Gardening Advice – Planting with Care

  You must also make sure that the eventual size of the
plant and its roots will be suitable for your chosen spot. This is particularly
important for trees; they should never be planted too near buildings because of
the spread of their roots.

 Timing is also important. Autumn and spring are
usually the best times to plant out, depending on the plant and the condition
of the soil. Spring is best if you have heavy soil that could become
waterlogged during the winter, and for less hardy and evergreen plants. All
tender annuals must not be planted out until after the last frost. Basic
planting rules apply to everything:

 –      
The hole must be large enough to
accommodate the roots comfortably.

–      
The plant should be surrounded by
a mixture of compost and soil. You want a reasonably rich mixture to help the
plant settle in but not so rich that the roots will not spread out into the
soil beyond. If you make the mixture too rich the roots will stay within it and
simply grow around in circles. This can be a particular problem in heavy soils
that the roots may find hard to penetrate.

–      
The plant must be fixed gently but
firmly into the soil.

–      
Plenty of water should be given
before and after planting; this applies to everything, even drought-tolerant
plants.

 Planting roses

 The planting techniques are the same as for shrubs except as follows.

 –      
Mix plenty of well-rotted manure
and bone meal at the base of the hole.

–      
Position the plant so that the
joint where the rootstock starts is 2.5 cm/1 in below the surface of the
ground.

–      
After planting, prune back to two
or three buds per stem. This may seem vicious but it will encourage more
vigorous growth.

 Planting climbers

The soil at the base of walls tends to be dry so
position the plants 30-45 cm/12-18 in away.

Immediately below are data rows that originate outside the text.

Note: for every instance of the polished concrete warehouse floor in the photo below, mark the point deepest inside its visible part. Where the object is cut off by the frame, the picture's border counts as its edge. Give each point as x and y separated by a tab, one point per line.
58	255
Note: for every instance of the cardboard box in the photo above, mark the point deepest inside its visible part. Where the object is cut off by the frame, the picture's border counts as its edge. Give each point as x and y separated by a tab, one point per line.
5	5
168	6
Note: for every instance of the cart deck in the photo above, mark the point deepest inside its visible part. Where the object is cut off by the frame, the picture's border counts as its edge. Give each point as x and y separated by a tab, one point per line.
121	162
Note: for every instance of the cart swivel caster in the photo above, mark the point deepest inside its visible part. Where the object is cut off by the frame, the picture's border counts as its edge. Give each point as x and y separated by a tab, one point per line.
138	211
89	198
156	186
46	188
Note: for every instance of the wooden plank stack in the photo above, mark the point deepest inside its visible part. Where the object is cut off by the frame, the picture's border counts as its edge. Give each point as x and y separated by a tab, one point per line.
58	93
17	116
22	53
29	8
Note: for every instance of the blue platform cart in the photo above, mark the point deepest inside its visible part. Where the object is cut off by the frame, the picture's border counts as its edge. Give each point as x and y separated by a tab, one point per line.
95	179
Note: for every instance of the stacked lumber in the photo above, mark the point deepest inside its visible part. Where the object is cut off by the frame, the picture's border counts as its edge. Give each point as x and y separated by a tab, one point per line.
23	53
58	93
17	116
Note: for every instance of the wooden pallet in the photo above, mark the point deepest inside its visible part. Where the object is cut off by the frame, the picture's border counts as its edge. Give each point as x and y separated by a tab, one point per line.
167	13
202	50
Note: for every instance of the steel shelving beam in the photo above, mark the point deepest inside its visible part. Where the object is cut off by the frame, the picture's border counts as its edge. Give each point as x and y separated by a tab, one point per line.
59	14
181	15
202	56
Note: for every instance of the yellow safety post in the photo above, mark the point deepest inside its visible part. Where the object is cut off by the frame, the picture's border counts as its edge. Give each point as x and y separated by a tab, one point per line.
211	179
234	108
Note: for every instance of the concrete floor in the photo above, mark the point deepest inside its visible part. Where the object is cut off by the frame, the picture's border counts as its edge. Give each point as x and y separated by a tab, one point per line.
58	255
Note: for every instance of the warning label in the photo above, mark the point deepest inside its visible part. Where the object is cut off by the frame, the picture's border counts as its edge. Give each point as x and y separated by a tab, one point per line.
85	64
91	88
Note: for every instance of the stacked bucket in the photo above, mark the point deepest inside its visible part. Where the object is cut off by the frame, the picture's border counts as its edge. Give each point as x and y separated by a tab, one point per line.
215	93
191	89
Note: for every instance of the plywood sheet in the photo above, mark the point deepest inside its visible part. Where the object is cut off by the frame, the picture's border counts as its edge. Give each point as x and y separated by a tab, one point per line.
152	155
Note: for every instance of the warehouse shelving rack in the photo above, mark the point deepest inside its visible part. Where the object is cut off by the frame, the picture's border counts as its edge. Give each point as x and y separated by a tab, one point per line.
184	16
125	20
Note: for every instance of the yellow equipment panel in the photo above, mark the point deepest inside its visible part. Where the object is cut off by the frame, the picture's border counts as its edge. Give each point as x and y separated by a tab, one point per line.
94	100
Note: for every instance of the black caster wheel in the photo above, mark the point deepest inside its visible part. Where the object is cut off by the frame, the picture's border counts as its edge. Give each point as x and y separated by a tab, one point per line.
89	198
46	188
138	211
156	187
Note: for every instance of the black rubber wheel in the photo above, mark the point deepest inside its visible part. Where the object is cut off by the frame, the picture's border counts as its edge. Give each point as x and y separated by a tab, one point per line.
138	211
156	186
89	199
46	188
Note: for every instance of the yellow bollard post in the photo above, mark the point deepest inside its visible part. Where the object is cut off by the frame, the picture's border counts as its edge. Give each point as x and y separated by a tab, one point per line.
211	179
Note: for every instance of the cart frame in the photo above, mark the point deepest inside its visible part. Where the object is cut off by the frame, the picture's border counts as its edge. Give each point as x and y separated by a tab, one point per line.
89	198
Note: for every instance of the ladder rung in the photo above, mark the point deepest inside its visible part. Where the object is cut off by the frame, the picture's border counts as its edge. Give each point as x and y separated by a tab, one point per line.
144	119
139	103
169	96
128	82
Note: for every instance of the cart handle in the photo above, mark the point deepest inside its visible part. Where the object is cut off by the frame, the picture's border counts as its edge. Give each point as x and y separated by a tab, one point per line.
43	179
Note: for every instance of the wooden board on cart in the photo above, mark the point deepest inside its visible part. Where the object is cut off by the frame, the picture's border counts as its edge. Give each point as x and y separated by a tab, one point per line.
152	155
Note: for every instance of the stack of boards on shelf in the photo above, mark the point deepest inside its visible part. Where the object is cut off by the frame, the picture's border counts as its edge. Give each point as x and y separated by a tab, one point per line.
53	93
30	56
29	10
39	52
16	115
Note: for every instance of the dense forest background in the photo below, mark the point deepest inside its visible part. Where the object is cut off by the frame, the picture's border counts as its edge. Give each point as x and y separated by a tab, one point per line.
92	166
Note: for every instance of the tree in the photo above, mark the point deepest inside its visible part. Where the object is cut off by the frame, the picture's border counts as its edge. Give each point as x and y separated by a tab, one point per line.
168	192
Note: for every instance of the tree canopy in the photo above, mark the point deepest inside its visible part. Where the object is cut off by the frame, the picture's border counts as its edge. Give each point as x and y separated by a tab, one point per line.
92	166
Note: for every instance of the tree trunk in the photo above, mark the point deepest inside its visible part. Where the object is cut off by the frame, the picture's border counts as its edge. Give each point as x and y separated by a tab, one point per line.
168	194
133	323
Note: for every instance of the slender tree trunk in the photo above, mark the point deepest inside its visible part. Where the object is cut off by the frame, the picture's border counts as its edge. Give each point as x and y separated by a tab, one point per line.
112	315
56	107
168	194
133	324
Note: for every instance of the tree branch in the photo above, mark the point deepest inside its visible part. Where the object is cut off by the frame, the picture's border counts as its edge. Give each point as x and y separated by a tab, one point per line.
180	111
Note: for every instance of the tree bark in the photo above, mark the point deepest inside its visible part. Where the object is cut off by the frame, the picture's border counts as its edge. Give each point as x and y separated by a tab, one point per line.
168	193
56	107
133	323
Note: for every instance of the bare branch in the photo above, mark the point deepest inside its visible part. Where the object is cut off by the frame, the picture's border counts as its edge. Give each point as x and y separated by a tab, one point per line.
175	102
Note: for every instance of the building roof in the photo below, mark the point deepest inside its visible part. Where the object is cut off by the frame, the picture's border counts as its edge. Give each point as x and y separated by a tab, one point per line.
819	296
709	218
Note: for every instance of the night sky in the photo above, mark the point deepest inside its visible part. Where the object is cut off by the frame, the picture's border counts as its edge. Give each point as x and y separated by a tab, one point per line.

Plant as for shrubs. After
planting, untie the stems and gently spread them out and train them in the
correct directions. Remove all the ties and add new ones, using soft green
twinePsychology Articles, which will allow for growth.

 Clematis should be planted 8 cm/3 in below the level
of the soil to encourage strong shoots that will be better able to withstand
the potentially fatal problem of clematis wilt.